The Ruin of Kings is a fantastic novel — my one regret is that I was only able to devour the preview instead of the full book. It’s a fantasy tale set in a world that seems similar to Middle Earth. The progression of the novel is compelling, gradually revealing tidbits of details through two timelines. I couldn’t wait to get to each new chapter, to put the pieces together and figure out who our main character really is.
There are many deep forces in this world tying life, magic, and death together into three realms. The magical aspects are especially fascinating. We meet demons and sorcerers, some as ancient as the land they stand on. We’re introduced to objects with immense, evil powers. A sense of good versus evil lies beneath every page, making you wonder what everyone’s intentions are.

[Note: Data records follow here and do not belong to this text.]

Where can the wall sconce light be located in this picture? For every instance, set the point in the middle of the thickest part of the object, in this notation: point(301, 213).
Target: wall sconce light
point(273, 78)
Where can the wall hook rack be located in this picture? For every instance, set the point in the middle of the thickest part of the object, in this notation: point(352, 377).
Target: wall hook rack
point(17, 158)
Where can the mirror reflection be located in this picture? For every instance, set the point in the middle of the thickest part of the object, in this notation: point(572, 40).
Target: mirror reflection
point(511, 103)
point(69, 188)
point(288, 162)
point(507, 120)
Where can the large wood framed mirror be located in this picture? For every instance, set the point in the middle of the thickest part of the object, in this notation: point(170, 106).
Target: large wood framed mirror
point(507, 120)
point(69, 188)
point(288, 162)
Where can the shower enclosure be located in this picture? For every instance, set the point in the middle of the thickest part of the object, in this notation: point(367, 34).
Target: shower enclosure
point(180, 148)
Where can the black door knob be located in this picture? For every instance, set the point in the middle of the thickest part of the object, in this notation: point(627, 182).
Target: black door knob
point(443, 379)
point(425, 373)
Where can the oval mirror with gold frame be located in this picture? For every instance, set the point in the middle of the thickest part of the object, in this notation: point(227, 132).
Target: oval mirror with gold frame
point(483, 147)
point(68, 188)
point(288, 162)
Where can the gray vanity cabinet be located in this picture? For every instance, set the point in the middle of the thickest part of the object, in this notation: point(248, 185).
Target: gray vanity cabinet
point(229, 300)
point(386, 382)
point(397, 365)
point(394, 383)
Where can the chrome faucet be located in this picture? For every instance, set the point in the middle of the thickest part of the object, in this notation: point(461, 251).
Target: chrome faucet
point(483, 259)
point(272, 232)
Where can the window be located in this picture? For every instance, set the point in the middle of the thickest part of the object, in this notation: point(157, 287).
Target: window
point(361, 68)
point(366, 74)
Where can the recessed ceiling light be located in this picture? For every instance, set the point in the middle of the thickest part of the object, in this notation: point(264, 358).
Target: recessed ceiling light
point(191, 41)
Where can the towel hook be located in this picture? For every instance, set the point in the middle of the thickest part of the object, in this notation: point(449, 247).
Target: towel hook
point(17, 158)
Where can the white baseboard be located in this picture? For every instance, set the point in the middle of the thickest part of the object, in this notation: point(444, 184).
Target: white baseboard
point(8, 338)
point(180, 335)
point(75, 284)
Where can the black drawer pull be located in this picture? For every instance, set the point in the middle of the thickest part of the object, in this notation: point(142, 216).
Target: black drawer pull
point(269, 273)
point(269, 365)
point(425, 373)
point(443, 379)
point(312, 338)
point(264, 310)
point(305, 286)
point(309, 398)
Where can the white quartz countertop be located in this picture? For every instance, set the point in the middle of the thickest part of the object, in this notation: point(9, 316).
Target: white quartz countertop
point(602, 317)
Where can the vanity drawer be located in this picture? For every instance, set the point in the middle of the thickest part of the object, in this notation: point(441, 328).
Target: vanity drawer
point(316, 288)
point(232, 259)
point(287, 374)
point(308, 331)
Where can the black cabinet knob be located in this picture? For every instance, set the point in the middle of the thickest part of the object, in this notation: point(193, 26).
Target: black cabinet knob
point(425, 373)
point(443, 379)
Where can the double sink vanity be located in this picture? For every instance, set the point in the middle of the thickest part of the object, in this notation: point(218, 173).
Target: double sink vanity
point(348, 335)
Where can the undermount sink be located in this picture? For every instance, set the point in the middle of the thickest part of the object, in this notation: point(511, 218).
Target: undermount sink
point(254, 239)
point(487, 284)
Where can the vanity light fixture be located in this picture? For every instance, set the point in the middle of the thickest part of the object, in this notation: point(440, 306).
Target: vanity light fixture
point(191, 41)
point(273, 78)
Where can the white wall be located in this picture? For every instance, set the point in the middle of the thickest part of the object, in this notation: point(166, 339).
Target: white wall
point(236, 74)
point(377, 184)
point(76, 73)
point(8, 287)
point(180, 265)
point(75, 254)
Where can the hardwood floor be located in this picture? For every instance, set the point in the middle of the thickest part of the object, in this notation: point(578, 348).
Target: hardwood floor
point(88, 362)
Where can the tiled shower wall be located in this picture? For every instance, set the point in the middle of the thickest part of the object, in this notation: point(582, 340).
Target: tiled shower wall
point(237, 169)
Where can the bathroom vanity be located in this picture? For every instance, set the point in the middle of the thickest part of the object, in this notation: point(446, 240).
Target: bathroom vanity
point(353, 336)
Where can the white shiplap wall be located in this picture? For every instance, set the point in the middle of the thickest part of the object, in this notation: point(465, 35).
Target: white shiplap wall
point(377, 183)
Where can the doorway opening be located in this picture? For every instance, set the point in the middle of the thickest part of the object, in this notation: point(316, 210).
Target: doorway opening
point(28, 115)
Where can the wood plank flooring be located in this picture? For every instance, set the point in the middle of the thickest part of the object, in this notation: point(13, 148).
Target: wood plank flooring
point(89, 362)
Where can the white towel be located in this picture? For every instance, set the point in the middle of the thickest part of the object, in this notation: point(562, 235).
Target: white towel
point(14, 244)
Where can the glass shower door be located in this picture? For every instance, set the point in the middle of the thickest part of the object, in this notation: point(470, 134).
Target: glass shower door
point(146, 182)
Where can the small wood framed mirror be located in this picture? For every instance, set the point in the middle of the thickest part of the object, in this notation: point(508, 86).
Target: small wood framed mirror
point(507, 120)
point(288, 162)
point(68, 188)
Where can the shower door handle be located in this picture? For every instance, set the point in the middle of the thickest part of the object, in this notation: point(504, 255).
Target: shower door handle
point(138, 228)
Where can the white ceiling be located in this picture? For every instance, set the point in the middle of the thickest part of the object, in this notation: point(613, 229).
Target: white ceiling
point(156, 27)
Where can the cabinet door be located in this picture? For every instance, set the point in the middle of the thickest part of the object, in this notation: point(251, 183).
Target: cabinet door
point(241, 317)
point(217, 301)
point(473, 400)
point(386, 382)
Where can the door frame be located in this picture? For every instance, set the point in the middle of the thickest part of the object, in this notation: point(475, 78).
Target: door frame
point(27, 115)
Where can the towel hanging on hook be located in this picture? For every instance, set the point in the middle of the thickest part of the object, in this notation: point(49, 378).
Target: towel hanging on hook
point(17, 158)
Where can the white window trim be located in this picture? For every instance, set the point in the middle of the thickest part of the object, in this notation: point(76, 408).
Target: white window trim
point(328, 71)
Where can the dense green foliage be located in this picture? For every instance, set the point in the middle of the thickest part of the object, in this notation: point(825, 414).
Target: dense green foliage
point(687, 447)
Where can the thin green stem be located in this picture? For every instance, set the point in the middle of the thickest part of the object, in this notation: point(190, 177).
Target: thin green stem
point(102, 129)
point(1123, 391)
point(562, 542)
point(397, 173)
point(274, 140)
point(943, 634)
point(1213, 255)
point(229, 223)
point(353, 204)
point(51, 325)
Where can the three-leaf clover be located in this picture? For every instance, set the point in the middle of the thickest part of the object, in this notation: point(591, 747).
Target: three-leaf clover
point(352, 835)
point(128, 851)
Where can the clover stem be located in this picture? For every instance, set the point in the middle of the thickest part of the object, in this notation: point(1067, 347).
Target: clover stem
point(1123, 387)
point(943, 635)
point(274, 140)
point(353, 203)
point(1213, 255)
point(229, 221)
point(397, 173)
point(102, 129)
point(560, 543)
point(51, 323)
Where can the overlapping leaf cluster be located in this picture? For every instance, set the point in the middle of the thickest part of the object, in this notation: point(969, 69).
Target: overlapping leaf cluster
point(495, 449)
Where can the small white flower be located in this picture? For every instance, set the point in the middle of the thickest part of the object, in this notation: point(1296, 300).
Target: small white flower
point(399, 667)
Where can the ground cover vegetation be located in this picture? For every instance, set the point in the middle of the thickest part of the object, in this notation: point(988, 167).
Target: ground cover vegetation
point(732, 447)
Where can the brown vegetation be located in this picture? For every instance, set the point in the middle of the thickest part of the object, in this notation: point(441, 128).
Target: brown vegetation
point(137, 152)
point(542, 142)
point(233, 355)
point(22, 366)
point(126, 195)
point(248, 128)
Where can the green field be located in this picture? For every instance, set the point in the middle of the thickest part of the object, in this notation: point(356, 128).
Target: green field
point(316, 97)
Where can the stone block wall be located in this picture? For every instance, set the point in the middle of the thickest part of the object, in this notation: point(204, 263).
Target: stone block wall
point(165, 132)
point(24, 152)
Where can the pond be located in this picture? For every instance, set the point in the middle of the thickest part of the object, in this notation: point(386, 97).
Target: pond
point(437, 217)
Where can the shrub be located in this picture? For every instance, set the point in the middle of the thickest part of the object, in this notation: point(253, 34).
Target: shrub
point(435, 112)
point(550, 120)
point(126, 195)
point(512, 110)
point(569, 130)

It’s also notable how easy it is to follow along with the world and the characters. So many epic fantasy novels flood you with names, kingdoms, gods, and random beings that are impossible to remember. Here, each character has an obvious purpose and place within the plot.
Overall, there’s an impressive strength in the writing and storytelling that makes The Ruin of Kings a great read. I look forward to flying through the rest of the book as soon as I can get my hands on it.
NOTE: I was provided a free copy of this book via NetGalley in exchange for my honest, unbiased review. I only publish reviews of books I enjoy, and this novel meets that criterion.